The new draft notes that there can be a difference between rhetoric and real policy. "It is important to recognize," the new draft says, "that there has been substantial continuity in U.S. action policy in spite of real changes in declaratory policy."
This appeared to be a suggestion that Reagan administration policy may sound more fearsome than it is.
In a speech before the National Catholic Educational Association here yesterday, Bernardin urged that Catholics seize the present moment of nuclear debate to think hard and with "a certain freshness" about the horrors of nuclear war.
The bishops say a principal difference between the latest draft and earlier versions is that the new draft "makes it clear that not all statements in the letter have the same moral authority." Certain moral principles are binding but there are also specific applications and recommendations "upon which persons of good will may differ."
One such problem area has to do with nuclear deterrence. The new draft, like its predecessors, leaves room for deterrence. It offers a "strictly conditioned moral acceptance" of the deterrence idea--the threat of nuclear retaliation against any enemy who uses nuclear arms first.
There is a related problem, however: whether such retaliatory attacks can justifiably be targeted at civilian as well as military targets. Past drafts flatly condemned any attacks on civilians.
The new draft takes account of "clear" statements from Clark about U.S. targeting policy. Clark said that "for moral, political and military reasons, the United States does not target the Soviet civilian populations as such" but that it would be irresponsible to rule out hitting targets near civilians because that might lead the Soviets to shelter much of their "war-fighting" capability in cities.
But the draft points out that this raises further problems because there already are vast numbers of Soviet military targets in the vicinity of cities. Thus, the draft says, attacks on such targets still "could be deemed morally disproportionate" because of the many civilian casualties they would produce. The draft does not make a final judgment on that point, however.
The new draft supports immediate, bilateral, verifiable agreements to "curb" the testing, production and deployment of new nuclear weapons systems. This is generally supportive of the freeze movement, but stops short of last year's call for an immediate "halt" to such activities.

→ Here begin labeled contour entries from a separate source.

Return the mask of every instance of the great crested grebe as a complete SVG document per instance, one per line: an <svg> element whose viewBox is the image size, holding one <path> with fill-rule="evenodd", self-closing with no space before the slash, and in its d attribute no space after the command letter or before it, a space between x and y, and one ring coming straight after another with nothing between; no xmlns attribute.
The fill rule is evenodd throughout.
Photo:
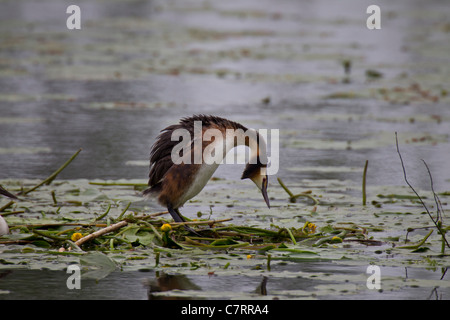
<svg viewBox="0 0 450 320"><path fill-rule="evenodd" d="M201 124L200 131L196 126L198 123ZM187 132L190 139L180 142L180 139L176 139L180 137L176 135L177 132ZM211 132L214 133L213 137ZM184 148L181 155L180 152L175 154L181 156L183 161L174 161L173 150L178 150L180 145ZM241 179L252 180L270 208L267 196L266 142L254 129L211 115L183 118L178 124L161 130L150 152L149 188L143 194L157 197L158 202L167 207L175 222L184 222L178 209L205 187L228 151L238 145L250 147L249 162ZM215 150L216 159L208 161L204 151L212 149ZM198 154L200 161L196 161L199 159L196 158ZM193 232L190 228L186 229Z"/></svg>

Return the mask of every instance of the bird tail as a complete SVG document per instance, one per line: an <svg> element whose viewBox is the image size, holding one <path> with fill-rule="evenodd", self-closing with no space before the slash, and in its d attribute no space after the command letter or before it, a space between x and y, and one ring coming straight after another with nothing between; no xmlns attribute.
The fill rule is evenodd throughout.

Similarly, last year the bishops emphasized that "we oppose" new potential first-strike weapons, and specifically mentioned the MX. Now, the MX is not mentioned and the draft says it is the church's position only to "resist" such weapons.
When reporters asked Bernardin how he would respond to charges that the committee had moved closer to Reagan administration policy, perhaps under pressure, he said that "admittedly, certain sections have been nuanced differently and there is a greater degree of flexibility" from earlier versions.
But he emphasized that the subject is "highly complex" and urged that the new draft "be looked at as a whole." He said the committee "has been very sensitive to comments made by this administration" as well as many other interests that were consulted. "We were in search of the truth, and that's why we heard so many people" and why the letter has gone through so many versions, he said.
He said the section on U.S.-Soviet relations had been expanded because some bishops felt the differences in the two societies had not been made clear enough.
So the new report emphasizes both Soviet military might and the lack of freedom and human rights in that society in contrast to the freedom of American bishops to produce such a controversial pastoral letter.
But the committee warns that "sensible and successful U.S. diplomacy . . . demands that we avoid the trap of a form of anti-Sovietism which fails to grasp the central danger of a superpower rivalry" in which both sides could blow each other up. The bishops strongly support nuclear arms control and acknowledge administration efforts in this field, but also call for "calculated risks" to break through existing stalemates and halt the arms race.